UPDATE 3.2.2020, Additional command-line tools: batch-processing, global spectrum and analysis-synthesis: tools.rst.
The program calculates f0, energy and duration features from speech wav-file, performs continuous wavelet analysis on combined features, finds prosodic events (prominences, boundaries) from the wavelet scalogram and aligns the events with transcribed units.
See also:
[1] Antti Suni, Juraj Šimko, Daniel Aalto, Martti Vainio, Hierarchical representation and estimation of prosody using continuous wavelet transform, Computer Speech & Language, Volume 45, 2017, Pages 123-136, ISSN 0885-2308, https://doi.org/10.1016/j.csl.2016.11.001.
The default settings of the program are roughly the same as in the paper, duration signal was generated from word level labels.
The wavelet prosody analysis depends on several packages which are installed automatically if you use the procedure describe in ./INSTALL.rst.
Here are the main dependencies:
- pycwt for the wavelet analysis (see https://github.com/regeirk/pycwt/LICENSE.txt )
- pyyaml for the configuration (see https://github.com/yaml/pyyaml/blob/master/LICENSE )
- soundfile for playing waves (see https://github.com/bastibe/SoundFile/blob/master/LICENSE )
- wavio for reading/writing wav (see https://github.com/WarrenWeckesser/wavio/blob/master/README.rst )
- tgt for reading/writing textgrid (see https://github.com/hbuschme/TextGridTools/blob/master/LICENSE )
- pyqt5 for the gui (see https://www.riverbankcomputing.com/commercial/pyqt )
- matplotlib for the plot rendering (see https://github.com/matplotlib/matplotlib/blob/master/LICENSE/LICENSE )
Here the optional dependencies:
- pyreaper for the f0 extraction (see https://github.com/r9y9/pyreaper/blob/master/LICENSE.md ).
The user is invited to have a look at the license of the dependencies.
see ./INSTALL.rst
- audio files in wav format
- transcriptions in either htk .lab format or Praat textgrids
- Assuming the installation process is done in global mode, just do
wavelet_gui
Otherwise, go to the root directory of the program in the terminal, and start by
python3 wavelet_prosody_toolkit/wavelet_gui.py
- Select directory with speech and transciption files:
Select Speech Directory...
. Some examples are provided insamples/
directory.
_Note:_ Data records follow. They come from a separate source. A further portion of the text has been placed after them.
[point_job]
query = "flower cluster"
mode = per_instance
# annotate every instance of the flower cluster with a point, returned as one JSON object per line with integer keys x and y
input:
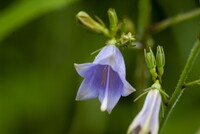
{"x": 105, "y": 77}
Files should have the same root, for example file1.wav, file1.lab or file2.wav file2.TextGrid. - Select features to use in analysis:
Prosodic Feats for CWT..
- Adjust Pitch tracking parameters for the speaker / environment, press
Reprocess
to see changes Set range for possible pitch values, typically males ~50-350Hz, females ~100-400Hz. If estimated track skips obviously voiced portions, move voicing threshold slider left.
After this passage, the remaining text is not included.